Fil d'Ariane
Apparue en Europe vers 2008, la pyrale du buis l'a colonisée de façon spectaculaire en quelques années. Un lépidoptère originaire d'Asie aux apparences d'inoffensif papillon, en réalité ravageur. Il détruit irrémédiablement les buis d'ornement des parcs autant que ceux des sous-bois ou des collines. Rien à ce jour n'est en mesure de vraiment l'arrêter.
Sous la forme larvaire, la pyrale est un petit animal au corps vert et à la tête noire, pourvu de dix petites pattes, de deux à quatre centimètres, sans danger pour l’homme ni effet urticant à son contact. Doté d’un solide appétit, elle se nourrit exclusivement de feuille de buis.
Devenue grande, elle se transforme en nymphe (« chrysalide »), qui donne jour à son tour au papillon (on dit aussi « imago »). Quatre centimètres d’envergure, des ailes blanches bordées de brun, rien de repoussant, à l’unité.
Lorsque il rencontre l’âme sœur, évènement qui survient vite dans sa brève existence, l'imago s’accouple. Passons. De cette union naissent trois à quatre cents enfants voraces, et c’est là que les choses se gâtent. D’autant que le cycle est rapide : jusqu’à trois ou quatre générations par an. Une multiplication annuelle supérieure à mille.
Résultat final : la dévastation d’une grande part du buis européen. Celui des sous-bois comme celui des jardins, des parcs à la française aux labyrinthes et sculptures végétales. Et cela en une décennie.
Grâce au commerce mondialisé et au relâchement du contrôle sanitaire et douanier sur la circulation des végétaux. Comme souvent dans ce genre d’histoire, personne n’a prêté attention aux premiers intrus.
Selon les scientifiques qui ont reconstitué son parcours, la pyrale – jusqu’alors inconnue en Europe - est arrivée de Chine au milieu de la décennie 2000. Mode de voyage très probable : l’importation par bateaux de ces buis vendus dans les jardineries occidentales pour 9,90 € le pot.

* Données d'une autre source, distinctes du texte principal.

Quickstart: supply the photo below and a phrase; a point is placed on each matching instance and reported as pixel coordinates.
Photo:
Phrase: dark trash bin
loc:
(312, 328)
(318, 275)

Sa population vite galopante est repérée en 2007 en Suisse. En 2008, elle s’est installée en Alsace et dans l’Ouest de l’Allemagne. Elle envahit la Belgique, les Pays-Bas, l’Angleterre, l’Autriche… 32 pays en dix ans.

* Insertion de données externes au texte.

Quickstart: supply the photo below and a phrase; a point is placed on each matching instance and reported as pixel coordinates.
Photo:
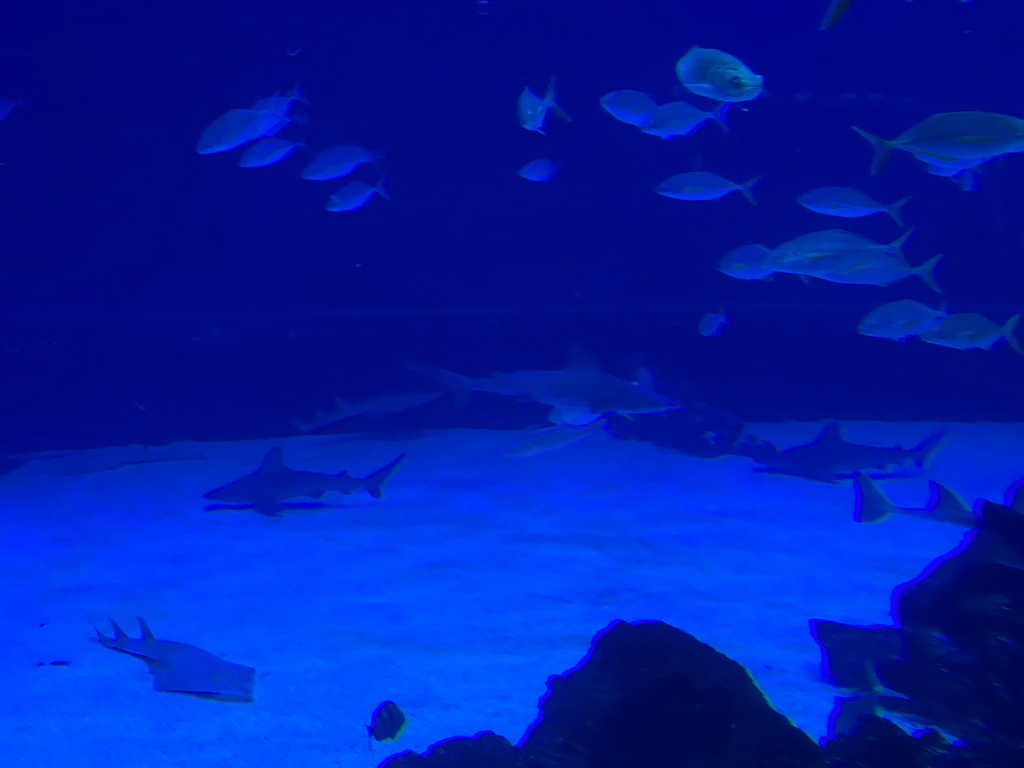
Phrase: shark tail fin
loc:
(869, 505)
(374, 482)
(923, 453)
(460, 386)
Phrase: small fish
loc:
(704, 185)
(848, 203)
(232, 129)
(951, 137)
(879, 268)
(539, 170)
(718, 75)
(713, 323)
(837, 9)
(534, 111)
(748, 262)
(682, 119)
(552, 438)
(387, 723)
(354, 195)
(900, 321)
(266, 152)
(338, 161)
(632, 108)
(972, 331)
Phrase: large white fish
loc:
(532, 110)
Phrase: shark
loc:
(379, 406)
(829, 458)
(871, 505)
(576, 389)
(274, 482)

Elle dévaste les ornements de quelques uns des parcs et jardins les plus prestigieux de France, de Vaux-le-Vicomte à Villandry.

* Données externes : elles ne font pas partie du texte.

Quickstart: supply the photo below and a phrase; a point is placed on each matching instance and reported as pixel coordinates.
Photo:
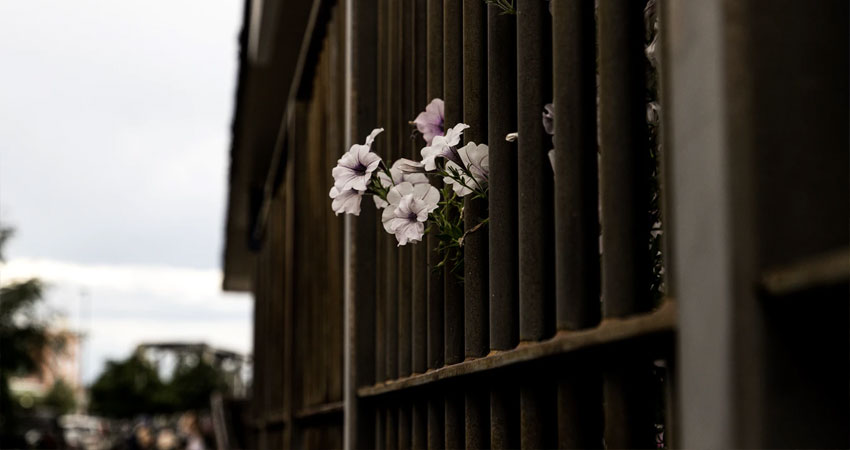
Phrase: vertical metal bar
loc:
(390, 119)
(576, 194)
(580, 415)
(419, 424)
(538, 427)
(391, 427)
(419, 266)
(625, 201)
(538, 412)
(623, 134)
(360, 246)
(453, 91)
(436, 421)
(381, 238)
(404, 438)
(475, 259)
(477, 417)
(535, 178)
(455, 420)
(404, 41)
(379, 428)
(580, 412)
(501, 98)
(434, 26)
(504, 284)
(475, 251)
(504, 414)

Au cours des cinq dernières années, elle a conquis les buxaies (bois naturels marqués par la présence du buis) de la majeure partie de l'hexagone, du bassin parisien au Midi en passant par l’Auvergne, l’Aquitaine ou la Savoie. Et ruiné.
Aussi destructrice qu’un nuage de criquets, la pyrale laisse derrière elle un buis totalement dévasté. Faute de feuilles, la photosynthèse ne s’opère plus. La plante meurt.
La pyrale, elle, s’est déjà déplacée. Elle part pondre un peu plus loin, sous les feuilles d’une autre buis. Sous un cocon protecteur, les larves résistent très bien au froid et attendront éventuellement le printemps pour dévorer les feuilles où elles ont hiverné.
Non. La nuisance de la pyrale ne réside pas seulement dans la gloutonnerie de sa progéniture. Attirée par la lumière, la pyrale imago (papillon) envahit les zones d’habitations, particulièrement durant les nuits d’été.
Elle pénètre dans les maisons par milliers si des fenêtres en sont laissées ouvertes. Il devient aventureux de dîner en plein air ou d’avoir une activité extérieure de soirée lorsqu’elle est présente. Ses essaims sont suffisamment denses pour causer des dangers à la circulation.
Pas vraiment dans nos régions, tant elle s’y est multiplié rapidement. En Asie, la pyrale existe depuis longtemps sans poser de problème particulier car elle y a rencontré ses prédateurs naturels. Ce n’est pas le cas en Europe, en tout cas pas encore.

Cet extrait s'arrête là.